But how do you choose the STT and TTS that best suit your purposes? In this article, we will look at what criteria you should pay attention to, as well as what characteristics the most popular models have today.


Understanding STT and TTS technologies

The voice agent interaction cycle works simply:

  1. STT captures voice input and converts it to text.
  2. An LLM generates an appropriate response.
  3. TTS converts the response back into natural-sounding speech.

Modern STT models leverage advanced deep learning architectures, particularly transformer-based models. The conversion process involves several stages: audio preprocessing, feature extraction, and sequence modeling to transform acoustic signals into precise text output.

Similarly, contemporary TTS systems employ neural networks in a two-step process. The system first converts text into spectrograms (visual representations of sound) and then transforms these spectrograms into audio waveforms that closely mimic human speech patterns.

Text-to-Speech (TTS) models have reached a mature stage, requiring only “polishing”: addressing minor bugs, reducing costs, optimizing device compatibility, and enhancing overall stability.

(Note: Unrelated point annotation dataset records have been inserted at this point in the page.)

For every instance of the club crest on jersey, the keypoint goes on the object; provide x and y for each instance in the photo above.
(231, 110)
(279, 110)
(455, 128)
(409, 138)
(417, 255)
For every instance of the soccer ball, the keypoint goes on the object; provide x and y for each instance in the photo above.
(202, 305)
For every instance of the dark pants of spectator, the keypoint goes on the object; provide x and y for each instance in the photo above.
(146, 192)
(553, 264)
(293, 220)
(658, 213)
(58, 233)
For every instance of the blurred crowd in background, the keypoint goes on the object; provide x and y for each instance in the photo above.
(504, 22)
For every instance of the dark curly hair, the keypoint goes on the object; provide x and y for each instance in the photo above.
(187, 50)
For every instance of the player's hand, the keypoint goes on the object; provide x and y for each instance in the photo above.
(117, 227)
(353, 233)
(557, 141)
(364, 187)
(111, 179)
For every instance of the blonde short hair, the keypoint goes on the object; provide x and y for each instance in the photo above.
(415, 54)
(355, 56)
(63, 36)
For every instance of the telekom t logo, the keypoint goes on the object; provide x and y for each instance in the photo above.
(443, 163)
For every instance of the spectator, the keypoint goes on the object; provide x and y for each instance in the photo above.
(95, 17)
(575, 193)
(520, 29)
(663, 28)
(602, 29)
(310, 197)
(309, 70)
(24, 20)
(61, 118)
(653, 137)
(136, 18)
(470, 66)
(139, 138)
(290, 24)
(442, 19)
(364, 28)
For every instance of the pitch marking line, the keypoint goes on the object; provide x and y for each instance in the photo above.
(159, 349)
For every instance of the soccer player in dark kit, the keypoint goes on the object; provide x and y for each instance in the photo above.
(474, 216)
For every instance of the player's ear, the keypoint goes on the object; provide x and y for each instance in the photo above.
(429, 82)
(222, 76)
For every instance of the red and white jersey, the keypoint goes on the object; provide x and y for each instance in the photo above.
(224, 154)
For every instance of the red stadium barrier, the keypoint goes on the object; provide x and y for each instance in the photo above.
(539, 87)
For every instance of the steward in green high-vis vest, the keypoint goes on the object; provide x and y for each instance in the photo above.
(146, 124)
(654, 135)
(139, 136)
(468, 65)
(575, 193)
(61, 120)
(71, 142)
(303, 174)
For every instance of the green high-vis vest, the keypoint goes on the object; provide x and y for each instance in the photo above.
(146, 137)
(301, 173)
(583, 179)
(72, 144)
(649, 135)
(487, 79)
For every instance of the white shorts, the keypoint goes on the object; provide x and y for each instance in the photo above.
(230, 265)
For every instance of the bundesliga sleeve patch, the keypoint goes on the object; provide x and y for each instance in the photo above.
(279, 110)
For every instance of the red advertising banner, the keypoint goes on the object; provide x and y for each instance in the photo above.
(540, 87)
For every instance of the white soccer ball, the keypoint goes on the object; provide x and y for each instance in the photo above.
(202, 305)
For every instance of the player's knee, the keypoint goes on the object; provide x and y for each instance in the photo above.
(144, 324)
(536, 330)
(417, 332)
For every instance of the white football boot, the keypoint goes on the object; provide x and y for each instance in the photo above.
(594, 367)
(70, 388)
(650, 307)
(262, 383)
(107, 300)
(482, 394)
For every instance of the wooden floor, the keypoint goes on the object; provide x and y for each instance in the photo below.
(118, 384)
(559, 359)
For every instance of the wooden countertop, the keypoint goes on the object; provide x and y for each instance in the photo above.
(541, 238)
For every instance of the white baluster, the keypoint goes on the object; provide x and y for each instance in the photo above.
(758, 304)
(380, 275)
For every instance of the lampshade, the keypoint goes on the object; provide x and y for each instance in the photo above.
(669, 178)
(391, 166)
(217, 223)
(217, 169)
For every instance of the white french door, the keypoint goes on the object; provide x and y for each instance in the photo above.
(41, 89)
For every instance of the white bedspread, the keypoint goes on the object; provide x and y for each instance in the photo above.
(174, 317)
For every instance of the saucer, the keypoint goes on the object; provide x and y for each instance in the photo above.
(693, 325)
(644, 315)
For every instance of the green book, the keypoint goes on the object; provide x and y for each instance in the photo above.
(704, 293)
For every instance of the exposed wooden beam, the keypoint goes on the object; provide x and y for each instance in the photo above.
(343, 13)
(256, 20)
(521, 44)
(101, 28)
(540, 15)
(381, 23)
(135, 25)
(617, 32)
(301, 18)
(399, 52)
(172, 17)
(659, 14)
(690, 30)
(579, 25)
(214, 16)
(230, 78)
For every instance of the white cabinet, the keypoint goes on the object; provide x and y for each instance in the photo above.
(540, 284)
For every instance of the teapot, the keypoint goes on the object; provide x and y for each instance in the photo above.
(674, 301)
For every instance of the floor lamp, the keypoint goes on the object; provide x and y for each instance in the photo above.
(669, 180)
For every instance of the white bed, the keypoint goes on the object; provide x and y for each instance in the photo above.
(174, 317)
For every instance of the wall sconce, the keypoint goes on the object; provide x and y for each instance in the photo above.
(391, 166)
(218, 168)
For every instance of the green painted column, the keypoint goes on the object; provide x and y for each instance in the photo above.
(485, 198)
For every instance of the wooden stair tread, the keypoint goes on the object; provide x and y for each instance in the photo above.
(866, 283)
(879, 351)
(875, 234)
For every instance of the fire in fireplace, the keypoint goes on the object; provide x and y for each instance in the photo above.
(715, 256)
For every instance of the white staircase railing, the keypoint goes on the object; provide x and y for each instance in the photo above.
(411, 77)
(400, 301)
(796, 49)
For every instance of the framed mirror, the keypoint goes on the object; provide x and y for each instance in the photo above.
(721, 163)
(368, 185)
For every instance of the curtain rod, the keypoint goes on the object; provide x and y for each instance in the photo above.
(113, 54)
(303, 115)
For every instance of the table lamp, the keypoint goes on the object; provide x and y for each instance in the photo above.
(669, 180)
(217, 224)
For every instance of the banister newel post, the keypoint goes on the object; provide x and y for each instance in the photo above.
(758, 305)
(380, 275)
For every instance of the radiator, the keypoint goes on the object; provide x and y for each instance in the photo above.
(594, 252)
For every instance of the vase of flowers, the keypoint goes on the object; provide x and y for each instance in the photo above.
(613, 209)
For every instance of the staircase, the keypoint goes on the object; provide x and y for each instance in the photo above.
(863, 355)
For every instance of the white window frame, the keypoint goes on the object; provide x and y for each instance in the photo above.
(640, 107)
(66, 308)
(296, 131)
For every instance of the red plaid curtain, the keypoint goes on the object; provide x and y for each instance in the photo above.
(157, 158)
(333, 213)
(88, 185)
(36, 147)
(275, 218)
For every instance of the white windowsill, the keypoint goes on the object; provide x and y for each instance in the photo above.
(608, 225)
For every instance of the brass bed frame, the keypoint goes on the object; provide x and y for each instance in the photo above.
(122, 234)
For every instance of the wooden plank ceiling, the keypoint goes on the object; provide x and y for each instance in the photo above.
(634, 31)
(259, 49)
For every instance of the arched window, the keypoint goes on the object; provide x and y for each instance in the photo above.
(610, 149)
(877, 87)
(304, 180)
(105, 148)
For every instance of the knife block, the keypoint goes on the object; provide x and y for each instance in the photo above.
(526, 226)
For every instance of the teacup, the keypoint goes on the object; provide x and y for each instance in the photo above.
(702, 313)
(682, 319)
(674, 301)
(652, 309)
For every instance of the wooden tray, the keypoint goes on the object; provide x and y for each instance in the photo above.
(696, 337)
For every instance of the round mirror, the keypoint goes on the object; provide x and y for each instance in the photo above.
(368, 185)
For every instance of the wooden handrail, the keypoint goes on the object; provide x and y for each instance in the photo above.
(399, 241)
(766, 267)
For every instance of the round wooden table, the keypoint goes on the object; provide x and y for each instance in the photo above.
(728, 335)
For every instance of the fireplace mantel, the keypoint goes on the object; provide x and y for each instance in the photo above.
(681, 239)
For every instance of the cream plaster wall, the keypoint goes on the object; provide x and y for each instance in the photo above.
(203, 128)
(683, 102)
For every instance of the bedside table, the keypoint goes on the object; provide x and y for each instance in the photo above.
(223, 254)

Speech-to-Text (STT) technologies still have room for improvement. Developers focus on critical challenges like maintaining accuracy in challenging environments, recognizing multiple speakers simultaneously reliably, and isolating target voices amid background noise. Encouragingly, these are active development priorities for technology providers, promising significant advancements in the near future.


What to look for when choosing speech technologies

When evaluating speech technologies for your business, it's important to understand that STT and TTS models serve different purposes and therefore require different evaluation approaches.

To help evaluate these criteria objectively, several industry-standard metrics can guide your decision-making process. Let's look at each criterion and its associated measurements.

Speech-to-Text (STT) selection criteria

Accuracy and recognition capabilities

The primary concern for STT models is their ability to accurately transcribe spoken language. This can be measured using Word Error Rate (WER), an industry standard metric showing the percentage of transcription errors. Good models achieve 5–10% WER, meaning the accuracy is 90–95%.

Key considerations also include accuracy rates for different accents, background noise handling, and specialized vocabulary recognition. For instance, a customer service application needs robust handling of various accents and casual speech patterns, while healthcare applications require precise medical terminology recognition.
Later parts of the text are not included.